Will expect to see lots and lots of pictures when you get back.
I also wanted to say, while I'm here, how much I enjoyed your wedding. You both looked terrific and the rotating tables were a great idea (the editor in me wants to clarify that sentence but I don't think I'll bother. Yes, people, there were actual spinning tables. It was a carnival. :-D) Your cousins aren't nearly as weird as you are, Scott, which is a Good Thing for this world. :-P But they were definitely good company. :-)
Thankyou both for sharing your day.
Heather x
Kelly & Scott,
Have tried posting comments before but for some reason they cannot be found.
Half an hour in Hyde Park, London, and Scott could have seen his first squirrel without cavorting into the "wilds of the UK". Still, I am aware of your need to drive to Edinburgh; in my opinion, one of the most beautiful of British cities. You MUST visit the Castle.
I am interested in how many Pounds it is costing you in the B&B's these days. A long time ago when I was doing this you could get a good quality room and breakfast for just 10 Pounds a night. What are you paying, on average?
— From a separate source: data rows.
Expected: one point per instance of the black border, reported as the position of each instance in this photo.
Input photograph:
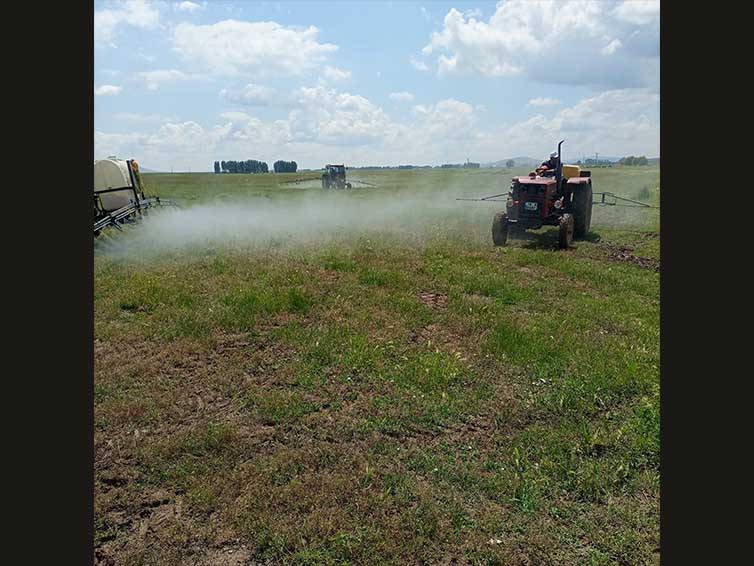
(57, 406)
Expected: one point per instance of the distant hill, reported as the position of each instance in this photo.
(520, 162)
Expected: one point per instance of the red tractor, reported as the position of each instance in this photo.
(559, 197)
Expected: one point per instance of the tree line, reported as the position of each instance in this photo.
(254, 166)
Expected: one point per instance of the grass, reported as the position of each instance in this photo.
(398, 393)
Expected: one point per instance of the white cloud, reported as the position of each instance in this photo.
(553, 42)
(448, 119)
(108, 90)
(639, 12)
(611, 47)
(140, 118)
(401, 96)
(618, 122)
(327, 124)
(418, 65)
(189, 6)
(334, 118)
(233, 47)
(544, 102)
(137, 13)
(251, 95)
(336, 74)
(153, 79)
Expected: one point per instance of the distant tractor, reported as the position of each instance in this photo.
(334, 177)
(559, 197)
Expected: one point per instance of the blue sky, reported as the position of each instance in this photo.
(181, 84)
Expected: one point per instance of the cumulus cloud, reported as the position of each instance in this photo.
(418, 65)
(329, 117)
(189, 6)
(401, 96)
(544, 102)
(551, 41)
(251, 95)
(154, 79)
(448, 119)
(611, 47)
(336, 74)
(327, 124)
(137, 13)
(140, 118)
(233, 47)
(639, 12)
(620, 122)
(107, 90)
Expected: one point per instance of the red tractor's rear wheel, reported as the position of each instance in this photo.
(500, 229)
(566, 231)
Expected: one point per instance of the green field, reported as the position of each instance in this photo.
(286, 375)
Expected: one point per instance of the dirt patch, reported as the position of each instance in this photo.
(238, 555)
(622, 253)
(433, 300)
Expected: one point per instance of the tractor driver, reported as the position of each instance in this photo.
(549, 165)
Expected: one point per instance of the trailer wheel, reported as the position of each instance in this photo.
(566, 231)
(582, 210)
(500, 229)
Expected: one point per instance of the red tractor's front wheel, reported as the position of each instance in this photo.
(500, 229)
(566, 231)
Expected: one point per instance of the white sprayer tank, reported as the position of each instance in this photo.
(113, 174)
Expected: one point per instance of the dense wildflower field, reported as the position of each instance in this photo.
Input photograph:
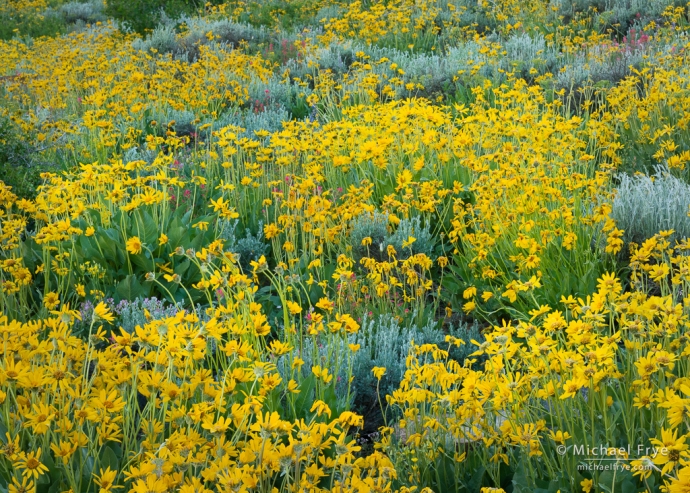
(324, 246)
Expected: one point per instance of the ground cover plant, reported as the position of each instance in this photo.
(326, 246)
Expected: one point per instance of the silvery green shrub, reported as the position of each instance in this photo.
(132, 313)
(86, 12)
(249, 248)
(645, 205)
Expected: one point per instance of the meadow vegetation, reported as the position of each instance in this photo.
(366, 246)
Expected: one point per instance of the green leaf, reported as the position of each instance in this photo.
(108, 458)
(129, 288)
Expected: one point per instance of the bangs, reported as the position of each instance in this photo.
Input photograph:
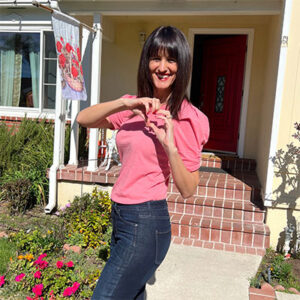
(164, 44)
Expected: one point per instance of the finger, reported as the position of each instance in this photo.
(165, 113)
(139, 113)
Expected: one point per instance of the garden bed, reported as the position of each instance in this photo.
(55, 256)
(276, 270)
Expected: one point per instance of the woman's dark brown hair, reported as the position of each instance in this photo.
(172, 42)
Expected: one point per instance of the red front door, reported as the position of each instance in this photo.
(221, 90)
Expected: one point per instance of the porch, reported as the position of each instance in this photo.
(226, 212)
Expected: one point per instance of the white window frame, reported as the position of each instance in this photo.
(32, 27)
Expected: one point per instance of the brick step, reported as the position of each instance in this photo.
(227, 162)
(219, 185)
(216, 233)
(218, 208)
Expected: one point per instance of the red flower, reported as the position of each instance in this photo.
(59, 264)
(70, 264)
(38, 289)
(62, 60)
(68, 292)
(74, 72)
(19, 277)
(69, 47)
(75, 286)
(78, 54)
(37, 274)
(58, 46)
(75, 62)
(2, 280)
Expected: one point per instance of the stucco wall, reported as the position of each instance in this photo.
(286, 187)
(121, 56)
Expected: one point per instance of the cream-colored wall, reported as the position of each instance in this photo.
(265, 111)
(67, 191)
(286, 210)
(276, 220)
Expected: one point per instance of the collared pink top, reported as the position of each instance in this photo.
(145, 171)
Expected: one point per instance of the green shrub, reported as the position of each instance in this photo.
(18, 194)
(35, 241)
(88, 217)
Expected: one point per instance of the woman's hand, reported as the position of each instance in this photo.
(142, 106)
(165, 135)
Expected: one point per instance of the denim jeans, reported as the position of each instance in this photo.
(140, 241)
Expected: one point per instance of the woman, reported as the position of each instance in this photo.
(160, 133)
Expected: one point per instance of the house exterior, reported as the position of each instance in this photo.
(246, 74)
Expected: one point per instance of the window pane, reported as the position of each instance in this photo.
(50, 51)
(50, 71)
(50, 63)
(49, 96)
(19, 69)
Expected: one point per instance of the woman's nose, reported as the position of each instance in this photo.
(162, 65)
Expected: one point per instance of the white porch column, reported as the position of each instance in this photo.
(74, 137)
(95, 90)
(59, 142)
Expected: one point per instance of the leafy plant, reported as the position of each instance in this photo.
(19, 195)
(35, 241)
(89, 217)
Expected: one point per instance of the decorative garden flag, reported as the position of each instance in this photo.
(66, 33)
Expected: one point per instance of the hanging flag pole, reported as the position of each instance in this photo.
(37, 4)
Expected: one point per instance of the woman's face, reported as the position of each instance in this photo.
(163, 73)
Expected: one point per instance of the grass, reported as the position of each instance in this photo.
(7, 250)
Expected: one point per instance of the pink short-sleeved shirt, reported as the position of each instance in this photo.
(145, 171)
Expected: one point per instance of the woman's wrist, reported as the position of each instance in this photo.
(172, 151)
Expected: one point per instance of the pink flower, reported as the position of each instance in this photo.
(78, 54)
(59, 264)
(68, 292)
(75, 286)
(69, 47)
(62, 60)
(42, 256)
(37, 274)
(2, 280)
(43, 264)
(74, 72)
(19, 277)
(70, 264)
(38, 289)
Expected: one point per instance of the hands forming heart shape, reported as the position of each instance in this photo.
(144, 106)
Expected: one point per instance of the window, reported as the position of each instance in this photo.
(21, 70)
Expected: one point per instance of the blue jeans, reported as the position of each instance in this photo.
(140, 241)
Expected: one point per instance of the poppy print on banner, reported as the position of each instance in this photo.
(66, 32)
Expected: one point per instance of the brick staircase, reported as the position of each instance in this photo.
(226, 213)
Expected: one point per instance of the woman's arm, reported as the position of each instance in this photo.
(96, 116)
(185, 181)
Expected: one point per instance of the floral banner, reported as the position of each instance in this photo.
(66, 33)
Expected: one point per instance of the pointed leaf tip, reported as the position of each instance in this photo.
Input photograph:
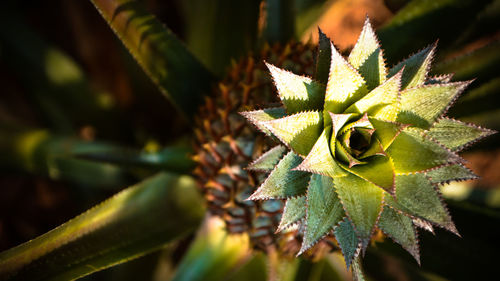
(400, 228)
(268, 160)
(348, 241)
(417, 67)
(367, 57)
(324, 210)
(283, 183)
(298, 93)
(299, 131)
(345, 85)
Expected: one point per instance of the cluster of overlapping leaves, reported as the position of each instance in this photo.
(365, 147)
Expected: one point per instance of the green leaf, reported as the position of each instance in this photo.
(163, 57)
(362, 202)
(455, 134)
(376, 102)
(218, 31)
(386, 131)
(415, 68)
(457, 172)
(280, 21)
(320, 160)
(323, 58)
(378, 170)
(345, 85)
(283, 182)
(400, 228)
(298, 93)
(213, 254)
(55, 82)
(417, 196)
(357, 272)
(324, 210)
(258, 117)
(136, 221)
(295, 210)
(367, 57)
(299, 131)
(268, 160)
(348, 241)
(412, 152)
(421, 106)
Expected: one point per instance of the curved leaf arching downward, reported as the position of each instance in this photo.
(176, 72)
(136, 221)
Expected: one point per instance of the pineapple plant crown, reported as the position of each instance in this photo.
(365, 147)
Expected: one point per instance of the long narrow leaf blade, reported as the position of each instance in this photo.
(175, 71)
(136, 221)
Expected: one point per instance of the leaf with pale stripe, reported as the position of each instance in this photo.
(324, 210)
(268, 160)
(378, 170)
(421, 106)
(298, 93)
(299, 131)
(283, 183)
(400, 228)
(362, 202)
(386, 131)
(417, 196)
(320, 160)
(348, 240)
(416, 67)
(455, 134)
(258, 117)
(445, 174)
(294, 211)
(323, 58)
(412, 152)
(367, 57)
(345, 84)
(376, 101)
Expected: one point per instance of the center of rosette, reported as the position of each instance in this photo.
(354, 142)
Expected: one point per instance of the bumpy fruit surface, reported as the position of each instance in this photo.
(364, 147)
(226, 144)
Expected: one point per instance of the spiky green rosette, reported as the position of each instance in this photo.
(365, 147)
(226, 144)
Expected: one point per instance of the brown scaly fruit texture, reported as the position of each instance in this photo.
(226, 144)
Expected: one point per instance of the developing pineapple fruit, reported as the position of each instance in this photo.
(226, 144)
(364, 147)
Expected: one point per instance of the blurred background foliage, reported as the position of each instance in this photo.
(80, 121)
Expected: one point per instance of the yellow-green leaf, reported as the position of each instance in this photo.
(412, 152)
(136, 221)
(378, 99)
(268, 160)
(421, 106)
(320, 160)
(345, 84)
(416, 67)
(456, 135)
(258, 117)
(367, 57)
(299, 131)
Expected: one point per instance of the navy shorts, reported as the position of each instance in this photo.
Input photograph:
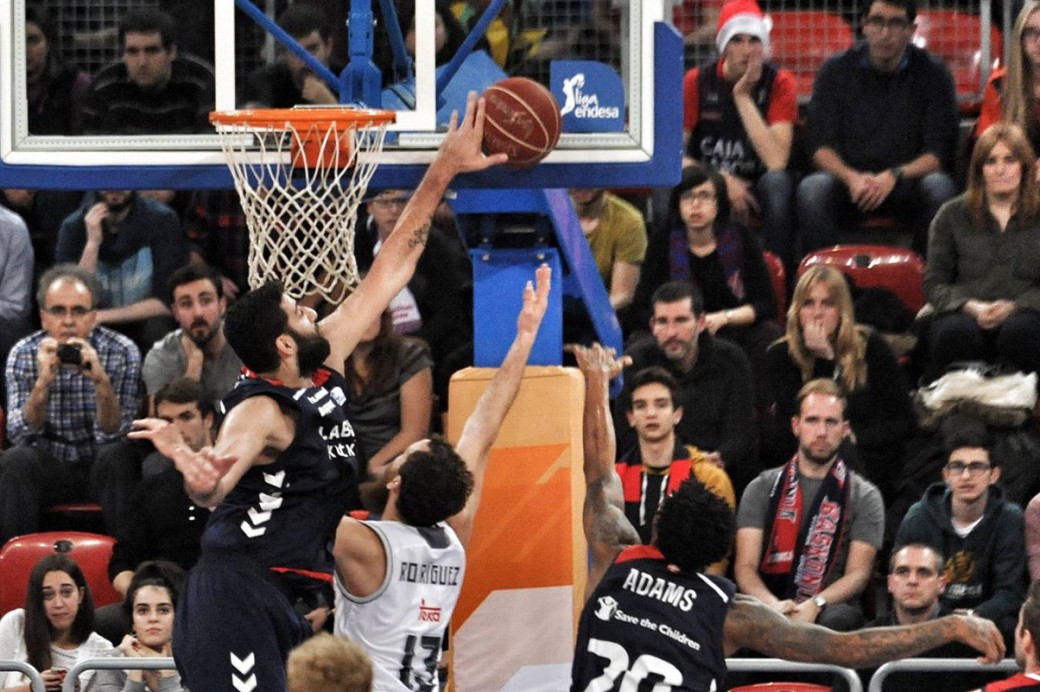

York Minster, the Catholic Cathedral is also fascinating. For just on two centuries it has been surrounded by scaffolding; the Catholic Church at the time could not afford to maintain it, so they asked the Anglican Church to maintain it for them. The Anglicans agreed but on the understanding that the Cathedral would remain an Anglican one until maintenance was completed. Needless to say, it still has scaffolding around it.
What a chance you missed at tiny Whitby. It was the birthplace of one James Cook, later lieutenant Cook (which many still refer to as Captain Cook even though he was never a "captain"). A few k's inland from Whitby you can find the location of the site on which once stood a cottage which is now standing in Melbourne's Fitzroy Gardens and is mistakenly referred to as Captain Cook's Cottage. James Cook NEVER lived in it. It belonged to his father, yes. It was taken apart brick by brick in the 1890s and shipped to Melbourne and reconstructed. Tourists are still not aware of the truth about the cottage.
When you hit Glasgow - I think I remember you saying you were going there - remember that you in the location of your ancestors on your Mum's side.